Diff is generally designed for source code, which is a line by line format. Html which may format a whole paragraph in one line makes the diff outputs less usefull when only small changes are made.
I suggest that wdiff (gnu? Word Diff) be an optional view when its not obvious what the changes were.
You could even get fancy and try to select the appropriate diff view depending on how much has changed.
Note this only effects presentation, rcs will still store files using line based diffs.
--
MathewBoorman - 24 Apr 2000
Interesting idea. Got an algorithm to do it?

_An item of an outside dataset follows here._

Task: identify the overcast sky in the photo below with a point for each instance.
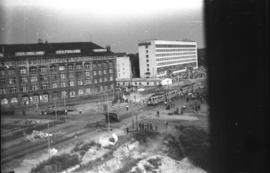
(118, 23)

diff works on a line (\n) basis, maybe breaking paragraphs down into sentense units and diffing on that. I have a feeling it might required more detailed knowledge of the content structure by the twiki parser.
--
NicholasLee - 24 Apr 2000
Interesting idea. Nicholas' algorithm would be an easy compromise / solution to do a regular
diff after breaking up all paragraphs into single sentences (
[\.\?\:] delimiter ) . That is what WinDiff is doing with acceptable results (WinDiffthe GUI diff tool that comes with Micro$oft Visual Studio.)
--
PeterThoeny - 24 Apr 2000
From the gnu site:
http://www.gnu.org/software/wdiff/wdiff.html
=The program wdiff is a front end to diff for comparing files on a word per word basis. A word is anything between
whitespace. This is useful for comparing two texts in which a few words have been changed and for which paragraphs have
been refilled. It works by creating two temporary files, one word per line, and then executes diff on these files. It
collects the diff output and uses it to produce a nicer display of word differences between the original files.=
--
MathewBoorman - 24 Apr 2000
I've made a modification to cvsweb once that did exactly this. You can also use strike-through and such to show additions/deletions. If I ever get some time, I'll try and add it to TWiki.
--
MattQuail - 20 Jul 2000
I had a go at hacking this in, but didn't get it finished. I suspect the best way to do this is to post-process the output of line-by-line diff, using wdiff to highlight the actual words changed.
See
DiffsHardToRecognize for another discussion of this issue.
--
RichardDonkin - 01 Aug 2001
Long time ago I found this somewhere on the web...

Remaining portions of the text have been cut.